Thursday, February 19, 2009

Isaac "Thomas" Garrett

[I have since discovered that his correct first name was Isaiah not Isaac. He used the name Tom. -BAllen]

One of the greatest friends of the Mormon church in Cane Creek who was not a member was Isaac Isaiah Thomas Garrett. Tom, as he was called by his friends, was the first to invite the missionaries to Cane Creek. He met the missionaries in Hickman County and asked them to visit him at his home. He would house and feed the missionaries frequently. It does not appear that he ever joined the church.
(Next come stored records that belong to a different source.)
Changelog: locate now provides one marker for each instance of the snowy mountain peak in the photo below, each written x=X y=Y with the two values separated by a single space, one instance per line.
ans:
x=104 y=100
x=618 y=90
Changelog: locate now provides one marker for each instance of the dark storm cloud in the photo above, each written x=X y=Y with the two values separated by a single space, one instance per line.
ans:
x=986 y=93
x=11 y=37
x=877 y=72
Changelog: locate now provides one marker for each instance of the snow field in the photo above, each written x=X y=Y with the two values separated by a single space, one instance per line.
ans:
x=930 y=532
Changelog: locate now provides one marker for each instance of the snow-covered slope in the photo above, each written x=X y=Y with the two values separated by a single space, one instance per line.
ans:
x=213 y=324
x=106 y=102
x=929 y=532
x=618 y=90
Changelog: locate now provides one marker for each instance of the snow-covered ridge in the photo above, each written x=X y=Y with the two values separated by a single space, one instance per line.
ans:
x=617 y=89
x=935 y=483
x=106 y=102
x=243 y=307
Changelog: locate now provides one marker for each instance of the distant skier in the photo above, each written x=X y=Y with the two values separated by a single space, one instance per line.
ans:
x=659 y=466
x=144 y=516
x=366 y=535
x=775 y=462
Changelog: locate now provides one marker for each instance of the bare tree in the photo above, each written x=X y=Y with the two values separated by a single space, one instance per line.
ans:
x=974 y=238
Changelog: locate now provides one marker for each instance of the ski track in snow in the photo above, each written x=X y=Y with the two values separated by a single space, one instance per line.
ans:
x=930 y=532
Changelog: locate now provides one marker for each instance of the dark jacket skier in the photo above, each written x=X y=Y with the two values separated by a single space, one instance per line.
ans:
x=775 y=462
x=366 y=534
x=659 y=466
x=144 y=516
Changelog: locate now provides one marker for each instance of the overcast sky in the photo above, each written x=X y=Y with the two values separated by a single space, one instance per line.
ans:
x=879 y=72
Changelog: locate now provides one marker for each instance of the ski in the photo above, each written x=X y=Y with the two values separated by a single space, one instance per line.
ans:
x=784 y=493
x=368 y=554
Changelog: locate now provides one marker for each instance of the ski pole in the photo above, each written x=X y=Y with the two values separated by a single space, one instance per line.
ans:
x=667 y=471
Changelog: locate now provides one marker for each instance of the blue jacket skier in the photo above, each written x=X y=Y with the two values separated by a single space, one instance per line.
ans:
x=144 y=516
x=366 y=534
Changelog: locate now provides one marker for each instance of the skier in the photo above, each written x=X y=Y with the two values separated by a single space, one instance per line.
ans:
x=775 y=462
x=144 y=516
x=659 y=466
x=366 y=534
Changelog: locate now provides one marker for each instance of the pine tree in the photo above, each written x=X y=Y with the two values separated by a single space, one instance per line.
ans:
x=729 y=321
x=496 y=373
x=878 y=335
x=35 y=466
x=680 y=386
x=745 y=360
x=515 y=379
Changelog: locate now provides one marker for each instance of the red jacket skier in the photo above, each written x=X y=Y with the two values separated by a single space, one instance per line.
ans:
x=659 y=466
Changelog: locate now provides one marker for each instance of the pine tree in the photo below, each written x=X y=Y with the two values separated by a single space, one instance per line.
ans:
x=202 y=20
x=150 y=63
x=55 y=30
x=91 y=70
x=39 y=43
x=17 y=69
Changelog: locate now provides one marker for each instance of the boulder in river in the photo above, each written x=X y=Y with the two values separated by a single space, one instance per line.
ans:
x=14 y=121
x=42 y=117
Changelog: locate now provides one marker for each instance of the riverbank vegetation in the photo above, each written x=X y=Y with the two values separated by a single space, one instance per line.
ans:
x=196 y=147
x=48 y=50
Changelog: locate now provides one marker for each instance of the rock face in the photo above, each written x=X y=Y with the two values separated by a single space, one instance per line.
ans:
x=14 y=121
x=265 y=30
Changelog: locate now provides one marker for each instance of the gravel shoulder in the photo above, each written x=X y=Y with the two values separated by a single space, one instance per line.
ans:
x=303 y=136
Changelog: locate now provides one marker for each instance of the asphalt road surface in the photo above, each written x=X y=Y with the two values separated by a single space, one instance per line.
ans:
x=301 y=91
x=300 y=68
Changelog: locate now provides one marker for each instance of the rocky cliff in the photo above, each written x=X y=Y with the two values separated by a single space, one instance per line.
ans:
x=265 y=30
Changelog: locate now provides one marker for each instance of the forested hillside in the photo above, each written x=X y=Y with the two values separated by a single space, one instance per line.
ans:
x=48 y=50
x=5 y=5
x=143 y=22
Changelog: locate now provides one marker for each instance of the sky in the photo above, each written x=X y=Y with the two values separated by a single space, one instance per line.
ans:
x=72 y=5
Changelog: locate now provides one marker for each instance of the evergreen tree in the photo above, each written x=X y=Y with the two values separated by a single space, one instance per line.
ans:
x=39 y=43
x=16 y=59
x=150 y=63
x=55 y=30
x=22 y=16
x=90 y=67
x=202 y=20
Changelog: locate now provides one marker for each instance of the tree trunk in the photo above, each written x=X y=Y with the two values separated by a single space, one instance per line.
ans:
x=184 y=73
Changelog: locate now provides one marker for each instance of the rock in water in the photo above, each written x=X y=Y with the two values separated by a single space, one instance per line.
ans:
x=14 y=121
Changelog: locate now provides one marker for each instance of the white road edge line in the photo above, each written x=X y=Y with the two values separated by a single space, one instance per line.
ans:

Three of the missionaries stayed at his house the night before the massacre. And on the day of the massacre it is likely he was still at his home, though he did help one of the surviving missionaries escape to Shady Grove. He met B. H. Roberts on his trip in disguise to retrieve the bodies of Gibbs and Berry. And it was to Tom only the Roberts revealed his true identity.

According to B. H. Roberts and W. L. Pinkerton he leaves Cane Creek after the massacre for Woburn, Illinois. Isaac’s grand father, Willis Dodson, moved there some 50 years earlier, so Isaac may have had family there. His family is described as a wife (Marthey J.) and a daughter (Elizabeth C.). Mrs Garrett had a half brother, William Lankford, who was a doctor. The Lankfords lived in the same census district as the Garretts.

Isaac Tom was the son of Mr. Garrett (I can't find his first name) & Candice Dodson. Born around 1828 in what is now Lewis County Tennessee. His only child was called Lizzie. Lizzie may have joined the church, but I have no real evidence of this except a reference to a smart young woman joining the church whose father was a friend of the missionaries who never joined. This unidentified young woman was described as being very intelligent and Lizzie was a school teacher. Lizzie married Dr. W. G. Baker. She and her husband went with her father to Woburn, Illinois.

At Woburn the trail runs cold. By the 1900 census, Tom disappears, probably having died from old age. Without the 1890 census, we cannot tell where he went. Although I have not made an exhaustive search, for now what happened to Tom Garrett after he left Tennessee remains a mystery.